Submitting Data to NeMO - Overview

Data submitted to NeMO falls into three categories:

  • Public - data to be immediately distributed openly and freely to the wider research community,
  • Embargo - data to be held back, or embargoed, until a specific date, at which point it will be released openly and freely to the wider research community,
  • Restricted - Controlled access data to be distributed only to an approved group of users due to consent restrictions, e.g. human data. Often restricted datasets contain a combination of private (raw reads, alignments) and public (counts, peaks) datatypes. In such instances, users will submit all data to the Restricted area and we will work with them to obtain consent for releasing any files publicly.

In this document:

 

Requesting a NeMO Aspera Account

New data submitters can register for an account at nemoarchive.org/register. Upon doing so, please send an email to nemo@som.umaryland.edu with the following information:

  • requested username
  • grant under which data was generated
  • PI of lab in which data was generated
  • whether data is public, for embargo or restricted*

*Restricted data submitters are asked to request account usernames with an appended "-restricted", e.g. doe-restricted. If you will be submitting both public and controlled access data, you will need to create two accounts, one without and one with the "-restricted" tag. Similarly, if you are submitting to multiple restricted projects (e.g. BICAN and SCORCH) we ask that you create a unique user for each project.

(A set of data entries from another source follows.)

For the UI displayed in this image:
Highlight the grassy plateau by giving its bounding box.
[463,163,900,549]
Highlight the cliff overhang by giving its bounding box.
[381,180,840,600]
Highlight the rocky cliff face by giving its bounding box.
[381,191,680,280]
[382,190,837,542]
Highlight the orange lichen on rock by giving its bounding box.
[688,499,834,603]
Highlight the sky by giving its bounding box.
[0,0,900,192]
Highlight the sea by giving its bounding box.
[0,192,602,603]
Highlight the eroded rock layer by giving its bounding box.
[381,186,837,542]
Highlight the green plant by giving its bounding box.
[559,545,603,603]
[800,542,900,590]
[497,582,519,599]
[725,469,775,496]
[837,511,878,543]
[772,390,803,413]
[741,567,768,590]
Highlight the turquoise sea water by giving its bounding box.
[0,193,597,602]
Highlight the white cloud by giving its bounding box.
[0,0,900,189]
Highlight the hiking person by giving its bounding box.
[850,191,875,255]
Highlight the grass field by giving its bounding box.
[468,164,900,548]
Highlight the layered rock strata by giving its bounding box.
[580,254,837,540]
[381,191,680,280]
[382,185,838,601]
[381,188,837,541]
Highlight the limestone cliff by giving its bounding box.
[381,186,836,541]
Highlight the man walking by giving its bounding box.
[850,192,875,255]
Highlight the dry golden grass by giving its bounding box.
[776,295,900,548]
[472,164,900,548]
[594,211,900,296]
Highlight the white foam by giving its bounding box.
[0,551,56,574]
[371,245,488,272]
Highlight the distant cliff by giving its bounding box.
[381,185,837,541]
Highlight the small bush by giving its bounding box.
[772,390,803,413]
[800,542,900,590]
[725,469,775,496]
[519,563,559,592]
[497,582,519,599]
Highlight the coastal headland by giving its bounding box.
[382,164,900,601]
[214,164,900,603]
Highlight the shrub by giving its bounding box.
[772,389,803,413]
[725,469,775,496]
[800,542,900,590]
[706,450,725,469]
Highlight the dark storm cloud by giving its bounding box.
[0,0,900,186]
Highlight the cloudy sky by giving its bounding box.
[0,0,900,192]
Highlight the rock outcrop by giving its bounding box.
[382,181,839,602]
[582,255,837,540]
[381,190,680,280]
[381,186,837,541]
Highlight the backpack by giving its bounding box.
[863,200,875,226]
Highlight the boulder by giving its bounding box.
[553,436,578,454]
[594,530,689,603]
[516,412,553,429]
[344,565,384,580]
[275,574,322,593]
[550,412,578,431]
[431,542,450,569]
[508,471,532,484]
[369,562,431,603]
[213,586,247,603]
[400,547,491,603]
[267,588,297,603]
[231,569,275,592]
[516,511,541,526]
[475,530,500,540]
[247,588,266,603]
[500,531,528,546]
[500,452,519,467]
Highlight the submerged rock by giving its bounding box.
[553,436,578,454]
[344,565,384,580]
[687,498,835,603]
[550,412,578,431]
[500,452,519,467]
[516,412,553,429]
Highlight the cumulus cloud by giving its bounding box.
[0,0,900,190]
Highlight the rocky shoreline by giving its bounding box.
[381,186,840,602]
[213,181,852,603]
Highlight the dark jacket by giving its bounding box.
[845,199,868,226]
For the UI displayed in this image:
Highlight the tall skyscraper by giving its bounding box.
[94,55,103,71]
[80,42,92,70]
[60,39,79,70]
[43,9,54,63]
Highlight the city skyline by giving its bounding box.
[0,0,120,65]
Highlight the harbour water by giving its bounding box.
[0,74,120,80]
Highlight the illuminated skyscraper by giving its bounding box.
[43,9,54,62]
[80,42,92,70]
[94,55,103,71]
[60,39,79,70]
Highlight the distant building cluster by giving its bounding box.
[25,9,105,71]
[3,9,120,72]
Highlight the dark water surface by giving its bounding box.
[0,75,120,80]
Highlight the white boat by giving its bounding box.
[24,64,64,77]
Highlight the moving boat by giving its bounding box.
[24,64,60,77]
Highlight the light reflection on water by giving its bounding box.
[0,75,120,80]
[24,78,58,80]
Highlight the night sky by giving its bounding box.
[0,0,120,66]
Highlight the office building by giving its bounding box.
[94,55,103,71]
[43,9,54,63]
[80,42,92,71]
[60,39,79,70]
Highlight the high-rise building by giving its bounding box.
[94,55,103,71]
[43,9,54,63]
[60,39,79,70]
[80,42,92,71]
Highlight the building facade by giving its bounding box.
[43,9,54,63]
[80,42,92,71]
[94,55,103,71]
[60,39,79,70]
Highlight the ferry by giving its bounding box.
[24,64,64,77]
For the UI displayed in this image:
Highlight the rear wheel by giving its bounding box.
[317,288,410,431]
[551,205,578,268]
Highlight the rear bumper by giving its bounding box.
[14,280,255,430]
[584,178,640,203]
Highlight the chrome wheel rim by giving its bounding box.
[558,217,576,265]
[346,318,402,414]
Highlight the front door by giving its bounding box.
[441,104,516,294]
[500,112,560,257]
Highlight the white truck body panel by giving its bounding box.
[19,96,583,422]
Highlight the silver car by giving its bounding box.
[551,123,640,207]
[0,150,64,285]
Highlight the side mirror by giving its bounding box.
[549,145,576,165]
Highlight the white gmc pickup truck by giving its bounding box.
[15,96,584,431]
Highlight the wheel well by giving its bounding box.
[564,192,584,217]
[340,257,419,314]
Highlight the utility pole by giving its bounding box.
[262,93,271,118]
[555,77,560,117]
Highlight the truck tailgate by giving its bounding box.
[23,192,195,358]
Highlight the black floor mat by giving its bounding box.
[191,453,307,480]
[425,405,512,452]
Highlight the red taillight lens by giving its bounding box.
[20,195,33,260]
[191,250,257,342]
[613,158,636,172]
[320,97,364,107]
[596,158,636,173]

Someone from the NeMO team will follow up with you regarding any other questions about your data or the submission process.

 

Submitting a File Manifest

All submissions to NeMO Archives, whether public or private, begin with upload of a file manifest including MD5 checksums through the User Dashboard available to logged in users at https://nemoarchive.org/login or via an API. More instructions on submission are below. This enables us to collect some basic information in order to organize and process your data properly for release.

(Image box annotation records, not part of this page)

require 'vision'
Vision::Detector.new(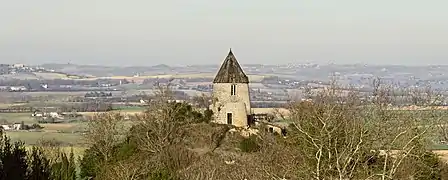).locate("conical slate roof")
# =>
[213,49,249,83]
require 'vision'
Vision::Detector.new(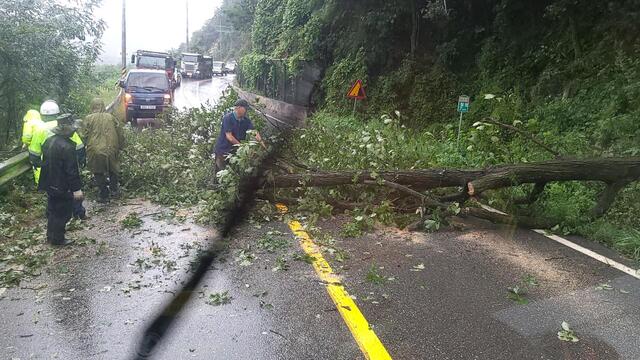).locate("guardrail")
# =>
[0,90,122,187]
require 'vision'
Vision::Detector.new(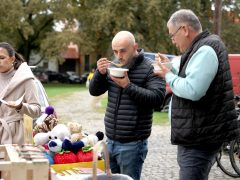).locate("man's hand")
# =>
[111,72,130,88]
[97,58,110,74]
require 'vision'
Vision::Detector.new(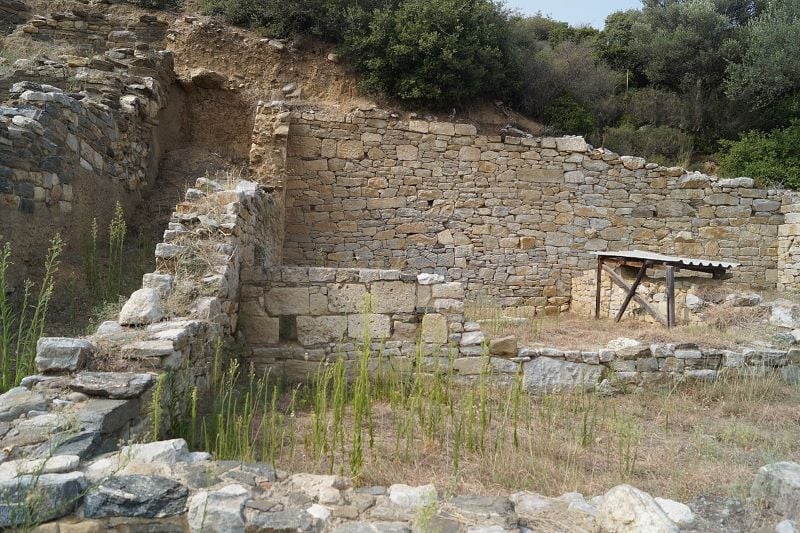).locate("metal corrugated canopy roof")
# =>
[592,250,741,268]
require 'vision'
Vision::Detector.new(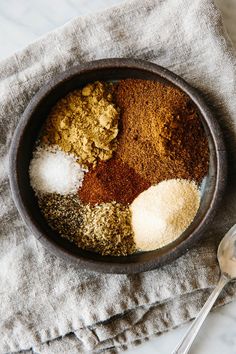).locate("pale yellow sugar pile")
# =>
[130,179,200,251]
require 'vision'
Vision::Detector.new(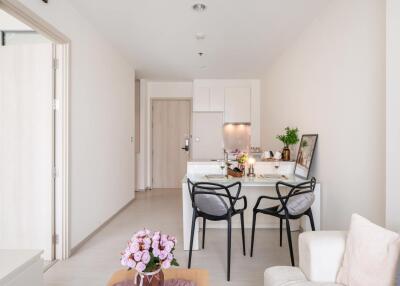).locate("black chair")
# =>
[250,178,316,266]
[188,179,247,281]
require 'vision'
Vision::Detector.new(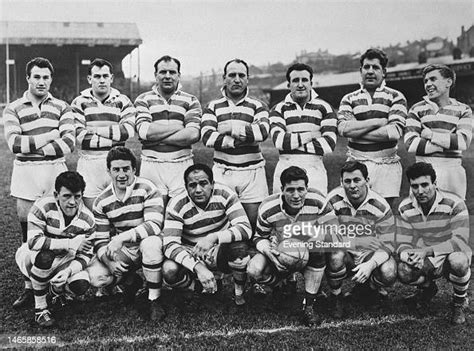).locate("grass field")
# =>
[0,128,474,350]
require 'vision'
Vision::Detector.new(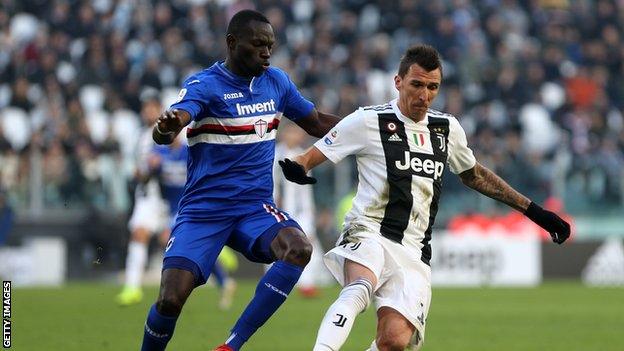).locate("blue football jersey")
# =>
[152,144,188,216]
[171,62,314,218]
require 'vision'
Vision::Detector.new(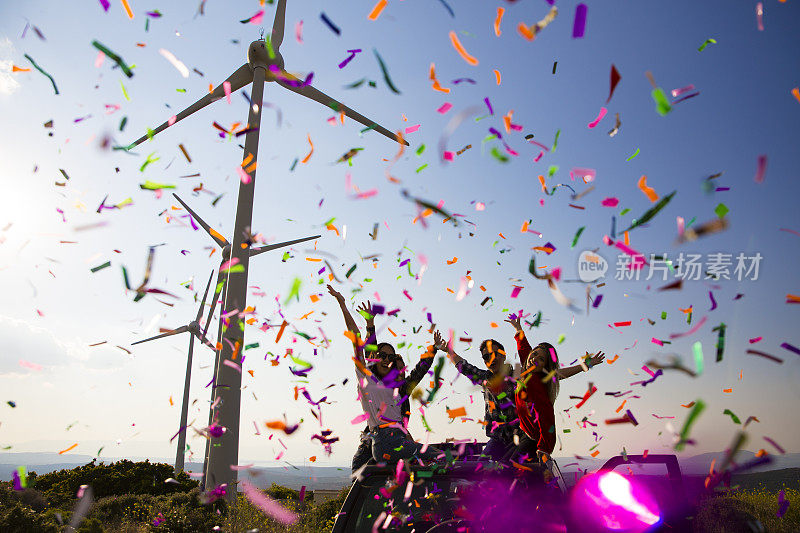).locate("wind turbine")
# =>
[131,270,214,474]
[172,193,320,486]
[128,0,408,499]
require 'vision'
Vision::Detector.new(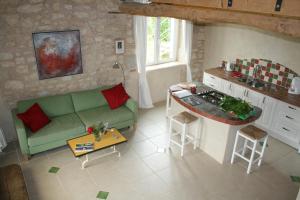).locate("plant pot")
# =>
[94,133,102,142]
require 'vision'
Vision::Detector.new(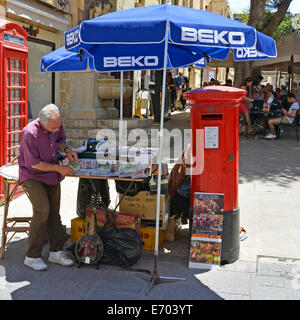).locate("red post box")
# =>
[184,86,246,264]
[0,19,28,197]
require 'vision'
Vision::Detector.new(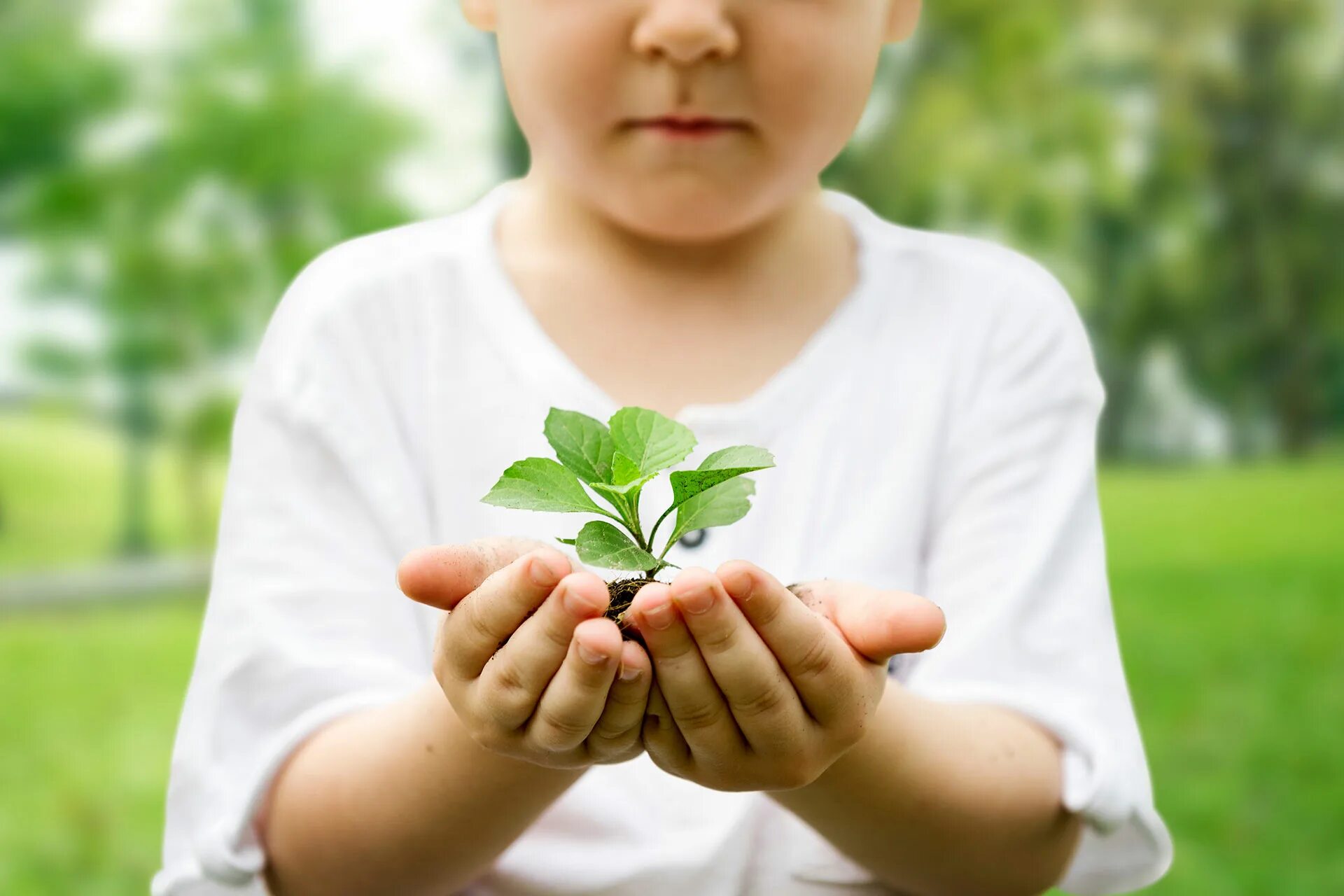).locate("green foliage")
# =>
[481,407,774,578]
[0,462,1344,896]
[827,0,1344,456]
[8,0,422,552]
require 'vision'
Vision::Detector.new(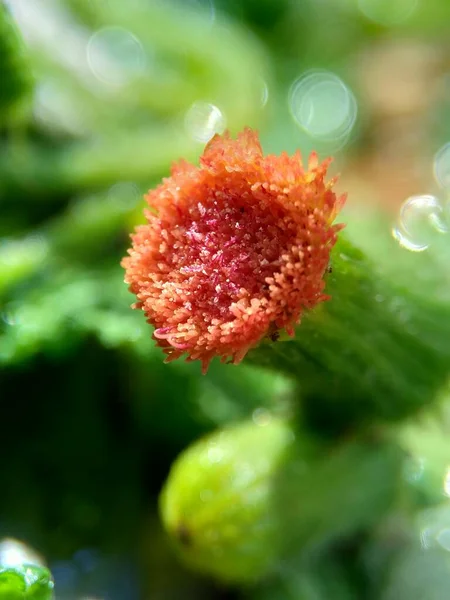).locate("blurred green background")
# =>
[0,0,450,600]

Detection and validation of a properly formatted manifest will trigger an email message providing the Aspera submission path for your data, see below.

Manifest format

For SCORCH submitters, please see the SCORCH specific documentation located here (link).

For other submitters:

All manifest files must contain the following fields. Do not delete headers for unused, optional columns:

  • File name - must be unique, described below
  • Sample ID
  • Program (e.g. BICCN)
  • Sub-program (e.g. U19 Zeng)
  • Lab
  • Species
  • Modality
  • Technique
  • Subspecimen type
  • Data type
  • File type
  • Access
  • Checksum - described below
  • Anatomical site
  • Counts data only fields (optional):
    • Counts pipeline
  • Aligned data only fields (optional):
    • Read aligner
    • Genome build
    • Gene set release
  • BRAIN initiative only fields
    • BCDC Project name
    • BCDC data collection
  • Controlled access only fields (optional):
    • Usage (e.g. Limited/GRU/NA)
    • Institutional Certification ID
    • Donor id/name
    • Tissue provider

The manifest file must contain one row, including an MD5 checksum, for every file included in the submission. If you're submitting a tarball, the manifest should contain one row for every file within the tarball. For submission of multiple, or chunked, tarballs, there is no need for a manifest per tarball, all component files can be included in a single manifest. Individual manifests are limited to 25,000 files. If you are submitting more than 25,000 files, please seperate into multiple manifests.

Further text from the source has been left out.